A recepção de “…E o Vento Levou” pela comunidade negra foi complexa e multifacetada. Alguns criticaram o filme por perpetuar estereótipos raciais, como a figura da “Mammy” como uma mulher negra subserviente e leal aos seus senhores brancos. Houve, inclusive, manifestações organizadas por grupos de direitos civis e pela comunidade negra, que criticavam a romantização da escravidão e os estereótipos raciais presentes no filme.
Prefiro interpretar uma criada por 700 dólares a ser uma por 7.
Essa frase, atribuída à Hattie McDaniel, reflete a difícil escolha enfrentada por muitos atores negros: sobreviver na indústria aceitando papéis estereotipados ou arriscar tudo por oportunidades dignas.
Oscar e segregação racial
©Getty Images
A atriz foi indicada e levou o Oscar de Melhor Atriz Coadjuvante pelo papel de Mammy. A premiação, que aconteceu em 29 de fevereiro de 1940, marcou a primeira vez que uma pessoa negra venceu um Oscar, um marco histórico na luta por igualdade e representatividade em Hollywood.

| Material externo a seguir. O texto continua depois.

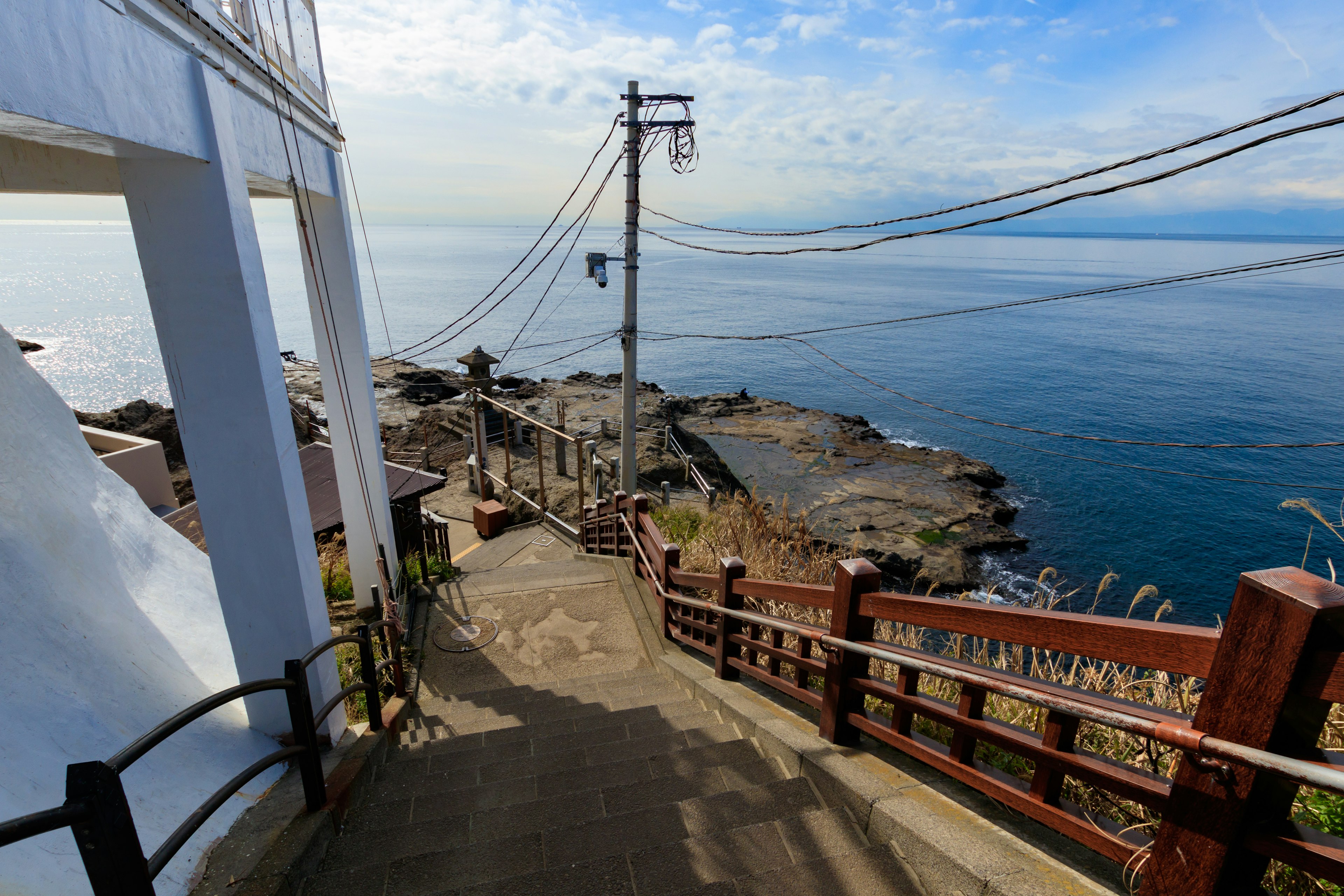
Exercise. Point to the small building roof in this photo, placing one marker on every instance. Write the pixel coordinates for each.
(478, 357)
(324, 510)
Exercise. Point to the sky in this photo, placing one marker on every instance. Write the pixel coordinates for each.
(820, 112)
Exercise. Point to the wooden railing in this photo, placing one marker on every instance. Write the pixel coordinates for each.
(1270, 678)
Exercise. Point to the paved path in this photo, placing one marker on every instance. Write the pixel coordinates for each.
(557, 761)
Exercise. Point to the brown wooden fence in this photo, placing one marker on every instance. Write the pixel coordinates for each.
(1270, 678)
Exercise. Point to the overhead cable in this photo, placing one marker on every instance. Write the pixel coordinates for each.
(1072, 457)
(1104, 191)
(1296, 261)
(1066, 436)
(512, 271)
(1061, 182)
(584, 211)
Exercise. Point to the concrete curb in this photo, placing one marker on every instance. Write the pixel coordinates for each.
(949, 838)
(276, 844)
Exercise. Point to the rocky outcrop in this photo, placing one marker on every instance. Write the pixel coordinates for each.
(904, 508)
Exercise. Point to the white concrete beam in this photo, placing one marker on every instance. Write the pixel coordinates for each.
(208, 290)
(77, 75)
(331, 273)
(41, 168)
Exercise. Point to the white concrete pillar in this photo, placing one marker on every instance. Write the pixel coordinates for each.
(338, 316)
(203, 273)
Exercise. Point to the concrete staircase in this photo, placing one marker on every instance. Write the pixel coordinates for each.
(598, 786)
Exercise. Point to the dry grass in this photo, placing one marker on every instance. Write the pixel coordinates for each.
(773, 546)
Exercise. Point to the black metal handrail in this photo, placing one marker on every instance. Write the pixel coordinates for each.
(99, 812)
(41, 822)
(327, 645)
(147, 742)
(195, 820)
(331, 705)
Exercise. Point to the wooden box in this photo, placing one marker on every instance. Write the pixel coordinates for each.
(490, 518)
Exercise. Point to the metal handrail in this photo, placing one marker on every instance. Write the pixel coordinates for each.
(327, 645)
(331, 705)
(41, 822)
(147, 742)
(195, 820)
(1171, 734)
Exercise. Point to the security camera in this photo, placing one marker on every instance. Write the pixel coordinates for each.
(596, 264)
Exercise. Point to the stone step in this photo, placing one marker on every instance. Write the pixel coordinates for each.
(713, 863)
(436, 727)
(435, 858)
(873, 872)
(509, 733)
(544, 757)
(522, 694)
(486, 813)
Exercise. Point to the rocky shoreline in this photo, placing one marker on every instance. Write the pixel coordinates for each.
(908, 510)
(912, 511)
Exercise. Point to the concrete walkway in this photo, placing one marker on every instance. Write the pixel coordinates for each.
(580, 754)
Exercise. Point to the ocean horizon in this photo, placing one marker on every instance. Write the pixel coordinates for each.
(1245, 360)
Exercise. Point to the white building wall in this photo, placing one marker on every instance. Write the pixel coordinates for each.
(112, 624)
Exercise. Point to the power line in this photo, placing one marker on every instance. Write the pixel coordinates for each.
(1072, 457)
(521, 262)
(1104, 191)
(1302, 262)
(554, 277)
(1061, 182)
(609, 336)
(343, 391)
(1066, 436)
(515, 288)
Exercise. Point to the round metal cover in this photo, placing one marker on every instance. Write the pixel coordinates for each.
(465, 633)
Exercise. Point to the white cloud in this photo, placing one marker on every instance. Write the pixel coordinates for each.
(495, 103)
(761, 45)
(1275, 33)
(811, 27)
(714, 34)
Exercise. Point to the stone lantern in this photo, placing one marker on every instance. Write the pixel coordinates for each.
(479, 370)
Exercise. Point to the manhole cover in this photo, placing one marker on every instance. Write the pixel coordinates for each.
(465, 635)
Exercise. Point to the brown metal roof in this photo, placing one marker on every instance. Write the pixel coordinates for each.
(319, 469)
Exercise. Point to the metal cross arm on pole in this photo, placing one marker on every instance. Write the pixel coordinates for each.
(659, 97)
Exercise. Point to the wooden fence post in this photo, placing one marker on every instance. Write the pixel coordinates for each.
(730, 570)
(853, 578)
(1277, 618)
(671, 561)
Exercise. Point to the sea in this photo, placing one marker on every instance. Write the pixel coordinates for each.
(1246, 360)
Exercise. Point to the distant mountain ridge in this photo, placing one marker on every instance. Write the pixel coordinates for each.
(1291, 222)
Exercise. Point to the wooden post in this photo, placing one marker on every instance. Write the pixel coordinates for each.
(541, 477)
(579, 481)
(1277, 617)
(509, 458)
(908, 683)
(639, 504)
(671, 561)
(853, 578)
(730, 570)
(969, 706)
(1059, 734)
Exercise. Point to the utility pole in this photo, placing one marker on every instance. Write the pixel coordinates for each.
(597, 266)
(630, 322)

Em seu discurso, Hattie McDaniel afirmou: “Academia de Artes e Ciências Cinematográficas, membros da indústria cinematográfica e convidados de honra: este é um dos momentos mais felizes de minha vida, e quero agradecer cada um de vocês que me selecionaram a um dos seus prêmios por sua gentileza. Isso me fez sentir muito, muito humilde; e sempre o erguerei como um farol para qualquer coisa que eu possa fazer no futuro. Espero sinceramente ser sempre motivo de orgulho para a minha raça e para a indústria cinematográfica. Meu coração está pleno demais para lhes dizer como me sinto, e posso dizer obrigada e que Deus os abençoe”.
Apesar da importância da premiação, a cerimônia em si refletiu o racismo da época. Hattie McDaniel e sua acompanhante foram segregadas na cerimônia, sentando-se em uma mesa separada dos demais convidados. Ela não pôde tirar foto com os demais membros da equipe do filme e foi impedida de entrar na festa de comemoração do Oscar, realizada em um hotel que não permitia a entrada de negros.
Após o feito, 51 anos se passaram até que outra mulher negra subisse ao palco para receber o prêmio de atuação.
Mulheres negras vencedoras do Oscar de Melhor Atriz Coadjuvante
1940 – Hattie McDaniel – …E o Vento Levou (Gone with the Wind, 1939)
1991 – Whoopi Goldberg – Ghost: Do Outro Lado da Vida (Ghost, 1990)
2007 – Jennifer Hudson – Dreamgirls: Em Busca de um Sonho (Dreamgirls, 2006)
2010 – Mo’Nique – Preciosa: Uma História de Esperança (Precious, 2009)
2012 – Octavia Spencer – Histórias Cruzadas (The Help, 2011)
2014 – Lupita Nyong’o – 12 Anos de Escravidão (12 Years a Slave, 2013)
2017 – Viola Davis – Um Limite Entre Nós (Fences, 2016)
2019 – Regina King – Se a Rua Beale Falasse (If Beale Street Could Talk, 2018)
2022 – Ariana DeBose – Amor, Sublime Amor (West Side Story, 2021)
2024 – Da’Vine Joy Randolph – Os Rejeitados (The Holdovers, 2023)
Últimos desejos
No fim de sua carreira, Hattie McDaniel retornou ao rádio e, mais uma vez, fez história ao conquistar um papel inédito para uma mulher afro-americana. Ela assumiu a personagem Beulah, uma criada estereotipada, mas com uma virada significativa: o papel, antes interpretado por um homem branco, foi agora seu.
Assim, se tornou a primeira mulher negra a protagonizar um programa de rádio, sendo paga com mil dólares por semana. Contudo, essa conquista foi breve, pois logo após iniciar o contrato, um diagnóstico de câncer foi feito e a atriz faleceu em 26 de outubro de 1952, aos 57 anos.
Em seu testamento, Hattie deixou dois desejos: ser sepultada no Hollywood Forever Cemetery e que seu Oscar fosse doado à Universidade Howard. No entanto, sua morte foi marcada por mais um obstáculo racial, já que o cemitério recusou sua entrada. O paradeiro do seu Oscar permanece um mistério: há quem diga que foi jogado no rio Potomac durante os protestos após o assassinato de Martin Luther King Jr., em 1968; outros acreditam que a estatueta está perdida em algum depósito.